Hey out there! Is there any point in this newsletter? No surprise, but there are no live Brave Combo shows until, at least, June, so no need to check our precarious itinerary for a while. It’s a mess. We are plowing ahead with the new album and accompanying videos, however. At this writing, I believe all members of the BC family, full-time and part-time, are well. Beyond that, my day-to-day is probably similar to yours. Lots of PETTICOAT JUNCTION and spinach. It appears people have been adopting animals more than usual, which is good. The skies around the world have never been clearer and bluer. That’s a plus. Everyday traffic around Denton feels and sounds like Thanksgiving or Christmas and the normally constantly bustling downtown is stone-cold quiet every day and night. Just like you, I’m organizing and repairing little things around the house which I’ve been putting off, but I’m also allowing myself to do nothing. There’s no hurry to do anything, except walk the dogs, feed dogs and cats and clean litter boxes. Those are priorities #1, #2 and #3. See, this isn’t very interesting.
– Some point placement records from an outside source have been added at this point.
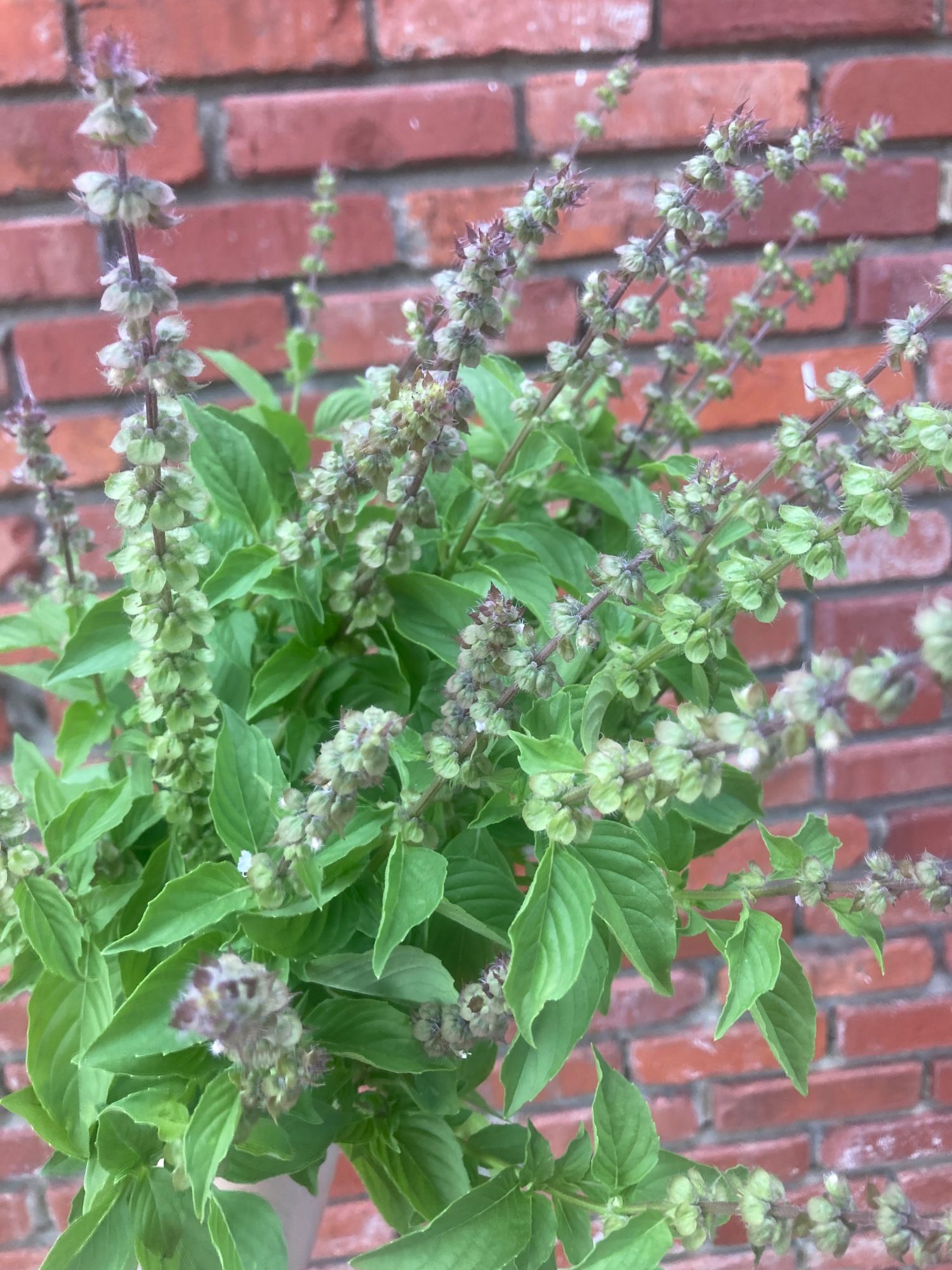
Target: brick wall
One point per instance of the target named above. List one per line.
(436, 111)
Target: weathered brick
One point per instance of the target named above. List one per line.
(34, 49)
(879, 768)
(183, 40)
(615, 209)
(62, 352)
(369, 128)
(456, 29)
(913, 92)
(692, 1055)
(43, 152)
(888, 285)
(920, 829)
(672, 106)
(49, 258)
(870, 623)
(266, 238)
(697, 23)
(861, 1146)
(833, 1097)
(899, 1028)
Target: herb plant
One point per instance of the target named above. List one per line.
(378, 766)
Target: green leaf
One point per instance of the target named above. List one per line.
(247, 378)
(413, 888)
(412, 975)
(753, 957)
(373, 1032)
(50, 925)
(25, 1104)
(84, 725)
(285, 671)
(229, 469)
(100, 645)
(626, 1140)
(553, 755)
(861, 925)
(786, 1015)
(560, 1027)
(87, 820)
(238, 573)
(484, 1230)
(813, 839)
(247, 783)
(247, 1233)
(431, 612)
(337, 408)
(188, 906)
(638, 1247)
(549, 937)
(101, 1239)
(67, 1017)
(634, 900)
(209, 1136)
(142, 1027)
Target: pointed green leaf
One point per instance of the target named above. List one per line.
(549, 937)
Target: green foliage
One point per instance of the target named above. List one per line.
(376, 766)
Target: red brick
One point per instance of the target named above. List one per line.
(770, 643)
(369, 128)
(942, 1081)
(916, 93)
(266, 239)
(62, 352)
(16, 1221)
(888, 285)
(833, 1097)
(183, 40)
(456, 29)
(870, 208)
(941, 370)
(43, 152)
(23, 1259)
(866, 1146)
(777, 387)
(13, 1024)
(351, 1229)
(748, 848)
(59, 1198)
(671, 106)
(635, 1005)
(875, 556)
(927, 1188)
(880, 768)
(34, 49)
(676, 1118)
(870, 623)
(899, 1028)
(82, 441)
(789, 1159)
(615, 209)
(694, 1055)
(921, 829)
(791, 784)
(49, 258)
(699, 23)
(855, 971)
(21, 1151)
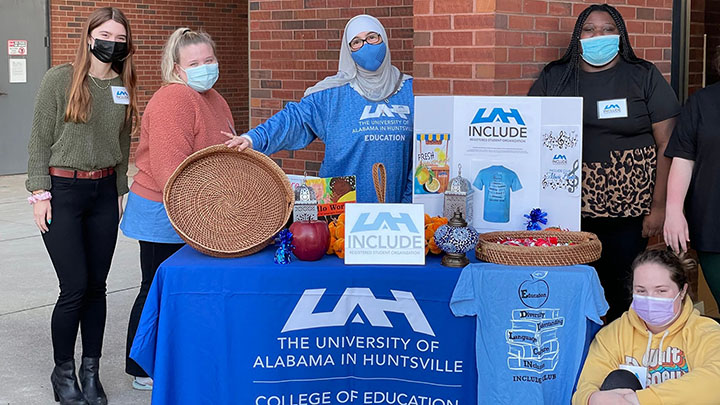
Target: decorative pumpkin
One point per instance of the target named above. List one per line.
(310, 238)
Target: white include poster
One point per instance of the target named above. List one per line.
(518, 153)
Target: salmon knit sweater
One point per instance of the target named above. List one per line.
(177, 122)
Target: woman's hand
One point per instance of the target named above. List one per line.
(42, 211)
(620, 396)
(237, 142)
(653, 222)
(676, 231)
(120, 210)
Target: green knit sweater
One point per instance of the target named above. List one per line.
(103, 141)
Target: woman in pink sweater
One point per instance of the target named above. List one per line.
(185, 115)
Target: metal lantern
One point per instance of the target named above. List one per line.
(459, 196)
(456, 239)
(305, 203)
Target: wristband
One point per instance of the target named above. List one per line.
(39, 197)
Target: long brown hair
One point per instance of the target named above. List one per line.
(78, 106)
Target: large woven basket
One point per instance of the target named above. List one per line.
(226, 203)
(587, 248)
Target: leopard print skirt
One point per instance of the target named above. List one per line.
(622, 187)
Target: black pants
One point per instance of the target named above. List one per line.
(622, 241)
(151, 256)
(81, 242)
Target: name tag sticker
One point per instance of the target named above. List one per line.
(640, 372)
(616, 108)
(120, 95)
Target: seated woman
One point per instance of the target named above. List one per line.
(661, 339)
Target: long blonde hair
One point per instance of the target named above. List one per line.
(179, 39)
(78, 105)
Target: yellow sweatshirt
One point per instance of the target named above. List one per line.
(683, 361)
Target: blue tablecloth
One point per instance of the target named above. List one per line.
(534, 325)
(248, 331)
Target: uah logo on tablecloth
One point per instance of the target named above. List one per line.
(384, 110)
(498, 123)
(384, 221)
(374, 309)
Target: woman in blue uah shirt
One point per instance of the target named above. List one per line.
(629, 112)
(363, 114)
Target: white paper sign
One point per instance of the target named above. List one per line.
(18, 70)
(518, 153)
(384, 234)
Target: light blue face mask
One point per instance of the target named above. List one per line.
(370, 57)
(600, 50)
(202, 78)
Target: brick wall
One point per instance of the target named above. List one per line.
(152, 21)
(295, 43)
(498, 47)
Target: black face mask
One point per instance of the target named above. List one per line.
(109, 51)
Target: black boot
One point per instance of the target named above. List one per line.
(65, 386)
(90, 381)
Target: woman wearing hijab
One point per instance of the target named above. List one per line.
(363, 114)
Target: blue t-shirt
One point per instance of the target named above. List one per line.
(498, 181)
(357, 134)
(531, 328)
(147, 220)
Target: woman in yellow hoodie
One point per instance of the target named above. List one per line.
(661, 339)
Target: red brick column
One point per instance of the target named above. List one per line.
(152, 22)
(498, 47)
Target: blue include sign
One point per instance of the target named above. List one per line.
(384, 234)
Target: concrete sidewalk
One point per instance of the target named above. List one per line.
(28, 290)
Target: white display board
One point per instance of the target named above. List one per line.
(384, 234)
(518, 153)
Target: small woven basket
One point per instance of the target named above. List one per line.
(226, 203)
(587, 248)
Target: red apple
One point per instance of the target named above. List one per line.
(311, 239)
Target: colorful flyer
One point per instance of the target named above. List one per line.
(333, 193)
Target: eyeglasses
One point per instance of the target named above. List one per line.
(372, 39)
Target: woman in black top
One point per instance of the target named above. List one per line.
(693, 183)
(628, 114)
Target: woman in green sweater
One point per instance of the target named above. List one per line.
(77, 174)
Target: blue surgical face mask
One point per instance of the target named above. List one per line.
(600, 50)
(653, 310)
(370, 57)
(202, 78)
INTERESTING OBSERVATION. I think left-wingers are probably adjusting to our bizarre new world well enough because we’ve been trying to navigate through a bizarre new world for three years already. I know I’ve been sensing the train running off the rails for a long time, as have most of my friends. We are now accustomed to years of “WTF” events. Up was already down for us. It’s like we knew the volcano was going to erupt any day. Everything is perspective, right? Perhaps we should all be more thankful that we are getting to be on Earth for so many mind-blowing, never-happened-before moments. Too bad most of those moments have sucked, so far. 2020 isn’t doing so well, huh? Or is it? If you consider yourself to be a Socialist-Democrat the old crisis/opportunity concept might work in your favor this year. The idea of the government covering basic needs for everyone, every day, is probably sounding way better to a lot more folks than it did a month ago. That old “American Dream” could be heading out to pasture. We have to accept the fact that the “Greatest Country on Earth” was amazingly slow to respond to really loud warning sirens and its leaders decided to play Russian roulette (of course) with the citizens they’re sworn to protect. Why did the people in our highest office downplay the virus threat, pretend it was a hoax and even mock those who were trying to alert the public and organize a response? That’s a puzzler. What was the genius strategy behind that?
Person 1: You know what humor is?
Person 2: What?
Person 1: Pain plus time.
HEARD RECENTLY. “Our planet sent us all to our rooms to think about what we’ve done!”
One more thought on current events. If indeed, we find that this all started from a live “wet” animal market, then how about reevaluating our addiction to meat. Chickens, cows, pigs, ducks, sheep, goats, dogs, bats, salamanders, pangolins, and the list goes on and on and on. Plus, scientists (remember those) have been warning us, for years, that we’re running out of fresh water, largely due to the needs of livestock raised for human consumption in factory farms. Besides, no animal wants to be in that cruel situation, right? Something to think about.
Okay, try not to feel too sorry for yourself, cause someone else probably has it much worse.
Also, there are a lot of musicians and artists dabbling in the unknown on-line, experimenting with living room concerts, trying to figure out what works and what doesn’t and if people/fans are even that interested right now. Music streaming has dropped dramatically since the virus became the only news. Radio-listening is way up. But some cool stuff will emerge from the fear and the chaos. It always does. The biggest song of some recording star’s career will be inspired by recent events. It might be corny and sappy, but it will happen. Did you know Sammy Davis Jr. hated “The Candy Man” and Barry Manilow hated “I Write the Songs?” See, you never know. All together now, from the safety of our houses, let’s sing that old Doris Day classic, “Que Sera Sera,” with conviction! The unknown is groovy, Baby! Embrace it! You got no choice!